Investors and the general public can only question the logic of a federal agency so committed to negotiating with well funded and well respected Wall Street executives as they quickly stomp the small fish that are ill-equipped to fight back. Shouldn't a negotiation phase be limited to a fixed amount of time at which point the SEC simply moves forward and be done with it?
Trust me when I say, the story here is not isolated but instead has become the norm. The SEC has become the devil child of the IRS where they focus on those they know can intimidate instead of those committing the higher degree of the crimes. As more unfolds in the PIPE market fraud and illegal trading practices this statement will become abundantly clear.
On a somewhat related side note: The SEC yesterday announced that they were bringing insider-trading charges up on the Butler to American media baron Robert F. X. Sillerman. According to the SEC the butler read an incoming fax that identified a pending merger and placed a $600.00 bet on that information. The bet netted $48,000 in profit and the SEC is going after this win fall.
The irony in this is that the SEC staff is presently accused by a former SEC attorney of blocking an investigation into a 20 million dollar insider trading allegation against Morgan Stanley CEO John Mack and Hedge Fund Pequot Capital. In addition, recent news publications have exposed the serious concerns the commission claims to have over insider trading related to the relationship between banks and hedge funds based on comments made by SEC Director of Enforcement Linda Thomsen before a Senate Committee.

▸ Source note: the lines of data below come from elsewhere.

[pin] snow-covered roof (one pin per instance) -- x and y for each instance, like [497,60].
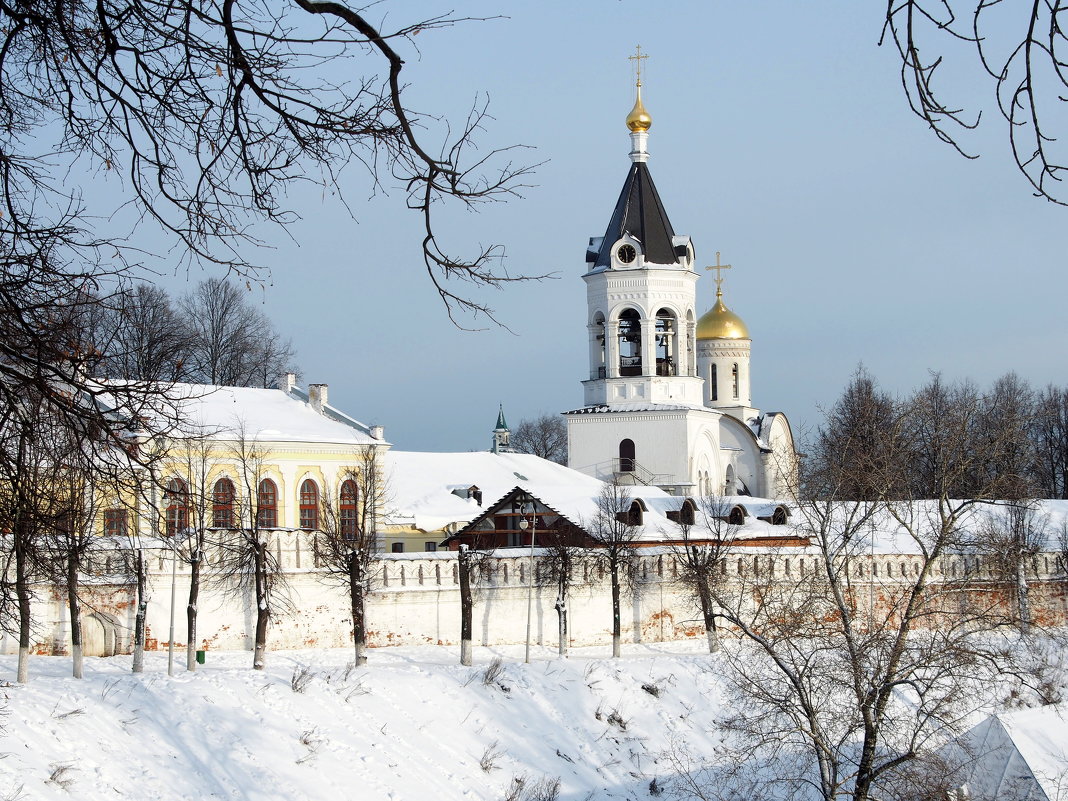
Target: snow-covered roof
[886,535]
[272,415]
[601,409]
[421,484]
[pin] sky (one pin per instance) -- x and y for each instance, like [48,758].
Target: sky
[781,137]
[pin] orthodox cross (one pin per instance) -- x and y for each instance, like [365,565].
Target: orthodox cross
[719,272]
[637,58]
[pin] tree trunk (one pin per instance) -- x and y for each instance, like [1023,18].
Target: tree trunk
[467,606]
[706,611]
[263,608]
[24,595]
[142,609]
[562,618]
[1022,594]
[616,629]
[356,584]
[191,610]
[75,606]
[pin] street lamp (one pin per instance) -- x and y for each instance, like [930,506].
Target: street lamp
[523,524]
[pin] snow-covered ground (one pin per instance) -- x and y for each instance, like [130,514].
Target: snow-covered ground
[411,724]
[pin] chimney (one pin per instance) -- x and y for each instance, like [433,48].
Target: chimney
[317,394]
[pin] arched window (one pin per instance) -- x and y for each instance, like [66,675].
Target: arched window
[599,361]
[630,343]
[666,343]
[348,521]
[222,504]
[686,515]
[267,505]
[632,515]
[176,502]
[309,505]
[114,522]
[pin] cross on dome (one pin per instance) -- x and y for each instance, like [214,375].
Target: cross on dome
[719,273]
[637,58]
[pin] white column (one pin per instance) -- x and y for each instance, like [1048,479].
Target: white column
[648,346]
[612,348]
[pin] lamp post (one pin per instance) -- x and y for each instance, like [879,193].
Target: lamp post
[530,579]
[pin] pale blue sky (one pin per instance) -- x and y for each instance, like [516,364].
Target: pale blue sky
[780,138]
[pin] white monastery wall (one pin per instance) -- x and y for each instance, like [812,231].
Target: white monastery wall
[417,601]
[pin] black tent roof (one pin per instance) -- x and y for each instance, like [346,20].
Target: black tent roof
[640,214]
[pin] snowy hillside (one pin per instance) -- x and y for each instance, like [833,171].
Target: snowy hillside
[412,724]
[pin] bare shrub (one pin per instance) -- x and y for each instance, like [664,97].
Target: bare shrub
[61,774]
[492,673]
[301,677]
[488,759]
[521,788]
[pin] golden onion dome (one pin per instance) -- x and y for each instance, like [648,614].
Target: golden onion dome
[639,119]
[720,323]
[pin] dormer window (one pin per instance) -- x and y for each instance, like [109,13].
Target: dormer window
[468,493]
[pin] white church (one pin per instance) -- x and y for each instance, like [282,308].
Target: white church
[668,402]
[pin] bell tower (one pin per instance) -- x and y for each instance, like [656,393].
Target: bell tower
[641,293]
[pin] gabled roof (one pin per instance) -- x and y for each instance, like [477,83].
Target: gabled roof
[640,214]
[1021,755]
[421,484]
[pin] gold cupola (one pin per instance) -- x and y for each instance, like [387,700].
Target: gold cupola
[639,119]
[720,323]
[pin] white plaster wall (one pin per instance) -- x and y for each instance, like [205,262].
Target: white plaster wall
[663,440]
[411,607]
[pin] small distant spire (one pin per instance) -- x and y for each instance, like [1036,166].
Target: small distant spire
[719,275]
[501,435]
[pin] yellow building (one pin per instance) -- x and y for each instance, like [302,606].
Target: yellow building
[282,459]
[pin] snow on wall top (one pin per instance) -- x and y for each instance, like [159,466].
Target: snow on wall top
[421,484]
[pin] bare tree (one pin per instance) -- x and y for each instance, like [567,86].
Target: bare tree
[211,504]
[702,555]
[1009,539]
[232,343]
[614,529]
[348,545]
[848,669]
[851,446]
[27,513]
[71,542]
[1049,432]
[1022,55]
[210,114]
[545,436]
[562,554]
[250,566]
[144,338]
[465,559]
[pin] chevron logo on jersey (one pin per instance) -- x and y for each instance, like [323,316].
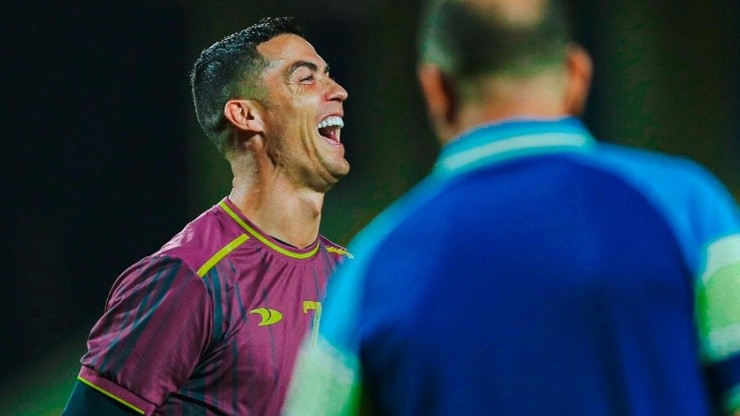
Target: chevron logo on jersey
[269,316]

Thomsen comments regarding insider trading, "One such area involves insider trading by hedge funds-an area of significant concern to the Commission." And with the enforcement cases known to date, this insider trading activity nets the low level hedge fund and not the member participant acting in coordination with this hedge fund. Illegal Shorting ahead of a PIPE deal, the inside trade, REQUIRES active participation of Wall Street no matter how much denial the SEC wants to provide.
The voice of public concern by the SEC appears more like that "silent negotiation" they are having with Wall Street while the staff appears hell bent on going after the butler.